Tuesday, February 2, 2010

Projecting career rushing yardage

A blog post by a Dallas Morning News reporter in December claimed that LaDainain Tomlinson "remains on pace to match" Emmitt Smith's all-time rushing record, but anyone who watched Tomlinson trudge along at 3.27 yards per carry this season knows that Tomlinson's chances of approaching Smith's record are almost nil. Bill Nichols' claim was based on the fact that Tomlinson had played 137 career games and had 12,321 career rushing yards, which was just 26 yards fewer than Smith had through the same number of games. Of course, Nichols ignored the two most important factors that go into determining the likelihood of a player ever reaching Smith's total of 18,355 yards, those being the player's age and his recent level of production.

Smith's 137th career game came when he was 29 years, 205 days old. Tomlinson's came when he was 30 years, 166 days old — essentially a full year older. And after 137 games, the younger Smith was far more productive than the older Tomlinson. The 29-year-old Smith rushed for 4.2 yards per carry and 1,332 yards, including seven 100-yard games. The 30-year-old Tomlinson rushed for just 730 yards and has gone 22 straight games without reaching the 100-yard mark. Smith at 30 also was far more productive than Tomlinson at 30, rushing for 1,397 yards at 4.2 yards per carry, with nine 100-yard games despite missing one game and having just one carry in another game. Smith, of course, remained productive for several years after that, even surpassing at age 35 what Tomlinson produced at age 30.
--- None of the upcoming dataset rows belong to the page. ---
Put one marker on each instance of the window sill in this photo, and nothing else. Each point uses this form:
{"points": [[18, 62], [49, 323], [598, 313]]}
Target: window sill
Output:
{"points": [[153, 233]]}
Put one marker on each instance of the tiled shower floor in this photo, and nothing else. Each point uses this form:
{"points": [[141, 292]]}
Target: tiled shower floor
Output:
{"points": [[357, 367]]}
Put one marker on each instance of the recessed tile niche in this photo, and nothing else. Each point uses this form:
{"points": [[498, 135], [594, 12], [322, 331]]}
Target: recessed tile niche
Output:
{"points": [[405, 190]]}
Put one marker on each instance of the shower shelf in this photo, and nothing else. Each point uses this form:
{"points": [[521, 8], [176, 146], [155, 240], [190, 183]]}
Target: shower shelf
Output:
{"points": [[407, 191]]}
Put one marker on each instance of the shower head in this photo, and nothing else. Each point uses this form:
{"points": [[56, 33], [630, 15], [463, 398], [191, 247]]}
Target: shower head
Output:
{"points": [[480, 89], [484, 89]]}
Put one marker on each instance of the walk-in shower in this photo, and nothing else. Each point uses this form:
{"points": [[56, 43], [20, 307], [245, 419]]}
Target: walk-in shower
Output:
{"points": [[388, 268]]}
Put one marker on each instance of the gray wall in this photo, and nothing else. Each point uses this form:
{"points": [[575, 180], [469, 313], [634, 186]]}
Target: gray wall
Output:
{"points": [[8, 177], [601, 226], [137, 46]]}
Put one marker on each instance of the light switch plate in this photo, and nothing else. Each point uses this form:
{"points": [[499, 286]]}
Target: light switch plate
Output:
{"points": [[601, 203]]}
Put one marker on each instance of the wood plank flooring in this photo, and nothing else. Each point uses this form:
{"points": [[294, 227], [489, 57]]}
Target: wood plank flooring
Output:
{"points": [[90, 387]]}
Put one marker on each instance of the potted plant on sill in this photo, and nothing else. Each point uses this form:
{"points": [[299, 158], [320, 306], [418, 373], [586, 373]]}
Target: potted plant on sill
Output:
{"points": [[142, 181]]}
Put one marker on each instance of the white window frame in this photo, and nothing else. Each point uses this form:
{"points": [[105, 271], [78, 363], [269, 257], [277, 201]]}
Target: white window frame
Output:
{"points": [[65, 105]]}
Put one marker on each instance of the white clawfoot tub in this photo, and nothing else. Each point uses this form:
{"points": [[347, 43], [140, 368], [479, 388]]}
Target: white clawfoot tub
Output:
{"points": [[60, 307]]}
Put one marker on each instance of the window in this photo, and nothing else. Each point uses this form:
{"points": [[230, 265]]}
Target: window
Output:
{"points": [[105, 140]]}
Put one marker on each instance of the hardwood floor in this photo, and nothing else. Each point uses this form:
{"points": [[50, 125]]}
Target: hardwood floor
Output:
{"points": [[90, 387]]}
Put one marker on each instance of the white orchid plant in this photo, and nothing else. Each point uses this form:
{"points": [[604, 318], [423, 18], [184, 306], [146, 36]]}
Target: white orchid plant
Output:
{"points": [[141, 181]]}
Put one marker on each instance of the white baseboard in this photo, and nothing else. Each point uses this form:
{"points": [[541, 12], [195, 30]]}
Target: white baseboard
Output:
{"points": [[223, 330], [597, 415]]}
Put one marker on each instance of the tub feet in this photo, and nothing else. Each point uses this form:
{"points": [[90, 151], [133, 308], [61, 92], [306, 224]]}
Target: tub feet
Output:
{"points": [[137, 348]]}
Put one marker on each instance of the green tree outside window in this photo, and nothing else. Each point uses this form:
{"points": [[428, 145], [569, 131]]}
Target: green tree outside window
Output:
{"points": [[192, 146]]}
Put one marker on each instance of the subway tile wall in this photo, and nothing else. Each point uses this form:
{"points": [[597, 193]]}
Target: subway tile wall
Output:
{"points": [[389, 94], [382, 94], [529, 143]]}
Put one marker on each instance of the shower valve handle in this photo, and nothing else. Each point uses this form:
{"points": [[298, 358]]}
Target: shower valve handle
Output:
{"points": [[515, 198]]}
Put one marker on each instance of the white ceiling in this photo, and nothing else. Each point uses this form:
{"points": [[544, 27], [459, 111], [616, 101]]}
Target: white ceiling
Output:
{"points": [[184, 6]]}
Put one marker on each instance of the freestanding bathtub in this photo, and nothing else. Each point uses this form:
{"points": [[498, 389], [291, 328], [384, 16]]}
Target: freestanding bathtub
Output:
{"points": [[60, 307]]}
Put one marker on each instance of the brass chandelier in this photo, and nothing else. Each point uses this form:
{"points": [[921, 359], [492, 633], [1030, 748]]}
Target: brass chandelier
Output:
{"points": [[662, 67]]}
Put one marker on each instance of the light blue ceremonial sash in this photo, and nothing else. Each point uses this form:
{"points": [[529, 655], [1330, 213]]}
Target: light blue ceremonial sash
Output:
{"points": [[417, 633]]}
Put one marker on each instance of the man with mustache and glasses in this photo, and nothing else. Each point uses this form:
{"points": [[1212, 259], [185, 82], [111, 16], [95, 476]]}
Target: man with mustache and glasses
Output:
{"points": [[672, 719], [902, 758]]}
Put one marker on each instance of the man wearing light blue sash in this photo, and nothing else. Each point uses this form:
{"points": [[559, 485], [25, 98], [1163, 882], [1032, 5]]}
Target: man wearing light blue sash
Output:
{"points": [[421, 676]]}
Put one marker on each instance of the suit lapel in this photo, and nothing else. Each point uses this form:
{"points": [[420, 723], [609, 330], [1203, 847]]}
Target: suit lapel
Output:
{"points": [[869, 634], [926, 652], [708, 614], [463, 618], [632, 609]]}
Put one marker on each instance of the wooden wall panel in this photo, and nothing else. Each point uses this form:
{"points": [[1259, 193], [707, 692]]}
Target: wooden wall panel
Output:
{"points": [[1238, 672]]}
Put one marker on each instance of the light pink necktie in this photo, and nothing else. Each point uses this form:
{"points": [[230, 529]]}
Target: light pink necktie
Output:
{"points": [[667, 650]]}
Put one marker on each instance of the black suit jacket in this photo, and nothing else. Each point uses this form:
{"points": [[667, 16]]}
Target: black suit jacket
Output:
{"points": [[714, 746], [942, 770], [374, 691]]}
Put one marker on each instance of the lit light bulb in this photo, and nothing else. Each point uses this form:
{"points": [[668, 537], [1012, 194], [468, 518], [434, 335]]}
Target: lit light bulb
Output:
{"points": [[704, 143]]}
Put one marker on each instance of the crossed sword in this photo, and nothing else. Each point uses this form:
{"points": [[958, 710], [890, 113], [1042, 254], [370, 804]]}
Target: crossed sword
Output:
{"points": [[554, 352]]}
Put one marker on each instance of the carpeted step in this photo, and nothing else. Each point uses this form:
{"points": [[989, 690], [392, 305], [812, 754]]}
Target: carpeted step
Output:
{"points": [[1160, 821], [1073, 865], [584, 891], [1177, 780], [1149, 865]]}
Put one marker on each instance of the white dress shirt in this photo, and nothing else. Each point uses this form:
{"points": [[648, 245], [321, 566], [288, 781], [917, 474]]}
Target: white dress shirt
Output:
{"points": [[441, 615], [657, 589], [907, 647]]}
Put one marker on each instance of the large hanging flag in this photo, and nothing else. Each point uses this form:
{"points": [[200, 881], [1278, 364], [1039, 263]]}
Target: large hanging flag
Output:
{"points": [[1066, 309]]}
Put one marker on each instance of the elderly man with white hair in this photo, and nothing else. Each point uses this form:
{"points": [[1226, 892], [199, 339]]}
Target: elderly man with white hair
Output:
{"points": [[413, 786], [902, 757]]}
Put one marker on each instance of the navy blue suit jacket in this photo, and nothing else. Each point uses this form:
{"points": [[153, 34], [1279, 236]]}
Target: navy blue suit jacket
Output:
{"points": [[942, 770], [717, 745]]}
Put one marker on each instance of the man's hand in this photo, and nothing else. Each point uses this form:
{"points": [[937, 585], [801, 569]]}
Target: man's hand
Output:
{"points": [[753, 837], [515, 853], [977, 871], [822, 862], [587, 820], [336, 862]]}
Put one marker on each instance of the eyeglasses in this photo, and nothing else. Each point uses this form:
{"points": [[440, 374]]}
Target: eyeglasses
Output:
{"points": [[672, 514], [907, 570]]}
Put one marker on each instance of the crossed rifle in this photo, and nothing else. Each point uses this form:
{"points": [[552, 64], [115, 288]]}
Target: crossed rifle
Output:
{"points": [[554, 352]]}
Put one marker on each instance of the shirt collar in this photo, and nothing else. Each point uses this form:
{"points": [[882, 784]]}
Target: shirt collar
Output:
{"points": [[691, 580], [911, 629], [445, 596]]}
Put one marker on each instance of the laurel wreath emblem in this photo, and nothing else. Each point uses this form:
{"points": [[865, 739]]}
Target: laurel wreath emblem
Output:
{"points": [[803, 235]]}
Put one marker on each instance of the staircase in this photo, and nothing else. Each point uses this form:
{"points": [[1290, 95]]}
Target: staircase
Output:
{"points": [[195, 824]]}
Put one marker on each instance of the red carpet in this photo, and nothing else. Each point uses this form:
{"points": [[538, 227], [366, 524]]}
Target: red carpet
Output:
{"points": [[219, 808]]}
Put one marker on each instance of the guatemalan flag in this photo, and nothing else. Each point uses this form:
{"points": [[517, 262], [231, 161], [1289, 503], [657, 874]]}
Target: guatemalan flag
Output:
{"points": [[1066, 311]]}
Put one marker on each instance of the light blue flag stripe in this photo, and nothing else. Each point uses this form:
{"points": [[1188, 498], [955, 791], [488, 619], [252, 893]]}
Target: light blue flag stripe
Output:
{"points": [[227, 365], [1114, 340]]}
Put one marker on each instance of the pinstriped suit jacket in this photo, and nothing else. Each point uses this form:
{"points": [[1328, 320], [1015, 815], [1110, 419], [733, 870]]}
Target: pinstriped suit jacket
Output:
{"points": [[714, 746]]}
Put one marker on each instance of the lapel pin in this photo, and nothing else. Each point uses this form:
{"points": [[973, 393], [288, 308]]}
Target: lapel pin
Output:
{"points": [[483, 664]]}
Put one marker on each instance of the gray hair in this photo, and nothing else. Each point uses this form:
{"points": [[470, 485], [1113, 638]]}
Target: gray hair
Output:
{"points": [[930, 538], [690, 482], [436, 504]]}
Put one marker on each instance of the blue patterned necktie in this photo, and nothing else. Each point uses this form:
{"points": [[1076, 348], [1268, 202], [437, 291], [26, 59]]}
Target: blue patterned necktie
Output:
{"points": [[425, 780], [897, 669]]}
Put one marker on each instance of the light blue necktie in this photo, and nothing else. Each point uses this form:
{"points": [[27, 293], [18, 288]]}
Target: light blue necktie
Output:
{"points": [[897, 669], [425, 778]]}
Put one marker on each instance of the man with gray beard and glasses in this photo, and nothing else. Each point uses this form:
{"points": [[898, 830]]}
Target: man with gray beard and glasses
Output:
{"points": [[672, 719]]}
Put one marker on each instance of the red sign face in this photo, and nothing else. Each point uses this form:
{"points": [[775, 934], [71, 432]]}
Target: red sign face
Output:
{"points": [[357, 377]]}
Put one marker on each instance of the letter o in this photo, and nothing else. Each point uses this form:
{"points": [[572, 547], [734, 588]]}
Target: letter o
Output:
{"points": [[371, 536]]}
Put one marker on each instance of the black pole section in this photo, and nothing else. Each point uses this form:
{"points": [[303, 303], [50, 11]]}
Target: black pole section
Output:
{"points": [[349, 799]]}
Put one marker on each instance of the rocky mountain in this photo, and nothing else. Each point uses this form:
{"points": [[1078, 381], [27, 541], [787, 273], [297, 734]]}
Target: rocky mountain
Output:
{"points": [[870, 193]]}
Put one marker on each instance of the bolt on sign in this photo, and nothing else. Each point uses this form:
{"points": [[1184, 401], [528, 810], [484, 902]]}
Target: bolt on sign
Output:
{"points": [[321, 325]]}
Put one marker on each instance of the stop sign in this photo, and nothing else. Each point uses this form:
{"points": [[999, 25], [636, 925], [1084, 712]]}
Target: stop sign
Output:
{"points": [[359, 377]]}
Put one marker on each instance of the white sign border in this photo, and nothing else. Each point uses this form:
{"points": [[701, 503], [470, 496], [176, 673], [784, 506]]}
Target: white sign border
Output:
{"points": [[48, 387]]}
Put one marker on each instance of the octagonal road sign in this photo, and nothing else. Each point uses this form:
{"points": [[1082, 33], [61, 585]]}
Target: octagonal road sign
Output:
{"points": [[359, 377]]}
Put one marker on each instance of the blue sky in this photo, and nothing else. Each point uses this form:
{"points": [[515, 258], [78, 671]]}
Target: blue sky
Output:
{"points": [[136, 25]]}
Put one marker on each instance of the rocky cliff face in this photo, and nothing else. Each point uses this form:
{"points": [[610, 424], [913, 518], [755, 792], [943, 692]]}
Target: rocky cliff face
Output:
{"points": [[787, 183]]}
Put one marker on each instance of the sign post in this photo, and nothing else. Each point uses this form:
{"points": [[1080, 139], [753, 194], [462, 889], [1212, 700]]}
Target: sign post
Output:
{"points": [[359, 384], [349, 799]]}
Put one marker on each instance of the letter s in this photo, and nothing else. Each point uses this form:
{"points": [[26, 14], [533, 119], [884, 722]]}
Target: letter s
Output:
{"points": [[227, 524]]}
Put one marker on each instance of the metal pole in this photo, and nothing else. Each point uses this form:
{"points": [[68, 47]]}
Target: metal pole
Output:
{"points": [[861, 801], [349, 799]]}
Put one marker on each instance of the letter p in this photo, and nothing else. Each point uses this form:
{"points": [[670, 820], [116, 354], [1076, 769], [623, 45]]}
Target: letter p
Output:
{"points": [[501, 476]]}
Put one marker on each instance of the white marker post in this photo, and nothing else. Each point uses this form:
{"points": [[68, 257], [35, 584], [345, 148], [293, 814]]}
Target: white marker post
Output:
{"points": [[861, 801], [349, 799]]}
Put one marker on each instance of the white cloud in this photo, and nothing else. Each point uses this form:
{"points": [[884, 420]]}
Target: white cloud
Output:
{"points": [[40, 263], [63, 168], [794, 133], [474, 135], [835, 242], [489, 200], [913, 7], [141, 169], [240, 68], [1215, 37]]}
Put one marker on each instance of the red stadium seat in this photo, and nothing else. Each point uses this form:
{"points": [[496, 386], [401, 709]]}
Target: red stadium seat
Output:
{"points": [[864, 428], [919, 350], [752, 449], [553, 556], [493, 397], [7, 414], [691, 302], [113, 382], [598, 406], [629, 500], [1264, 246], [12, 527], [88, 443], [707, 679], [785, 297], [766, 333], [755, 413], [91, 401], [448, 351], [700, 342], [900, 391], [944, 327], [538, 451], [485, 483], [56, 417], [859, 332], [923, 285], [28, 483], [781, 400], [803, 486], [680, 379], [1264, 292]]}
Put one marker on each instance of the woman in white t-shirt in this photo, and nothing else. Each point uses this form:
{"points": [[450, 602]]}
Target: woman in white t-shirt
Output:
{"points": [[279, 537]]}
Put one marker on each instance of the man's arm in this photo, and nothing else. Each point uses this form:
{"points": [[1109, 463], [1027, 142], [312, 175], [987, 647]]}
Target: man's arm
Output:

As the example of Smith and Tomlinson shows, being nearly equal in games played and career rushing yards does not make two running backs equal at that stage of their careers. A similar example is that of Steven Jackson and Priest Holmes. Jackson has 6,707 rushing yards after 84 career games, which is almost equal to Holmes' 6,692 after 87 career games. Jackson just completed a 1,416-yard season. Holmes after 87 games had just completed a 1,420-yard season. They were nearly equal in career games, career yards and current level of production. The difference, though, is their age. Jackson is 26 years old. Holmes, who was a rookie at age 26, was 30 years old after 87 games. He would go on to rush for just 1,480 more yards in his career.

A running back's career rushing yardage can be projected based on the two factors I mentioned earlier: age and recent level of production. Doug Drinen at pro-football-reference.com once attempted to do this by using a variation of Bill James' Favorite Toy, a method used to project career statistics for baseball players. The Favorite Toy calculates a player's remaining seasons based on his age and calculates his established level of production based on his previous three seasons. Those figures are then used to project his totals for future seasons, which can be added to his previous totals to project his career totals. Realizing that a running back's production would decline more quickly than a baseball player's production, Drinen made a slight adjustment to James' formula, changing one value from 0.7 to 0.6. Testing Drinen's formula by comparing its projections to the actual results for 20 running backs who had completed their careers since the mid-1980s, I found that their projected career totals using his formula were too low early in their careers and too high later in the careers. It became apparent to me that the shape of a running back's career doesn't match what is projected by the formula Drinen used.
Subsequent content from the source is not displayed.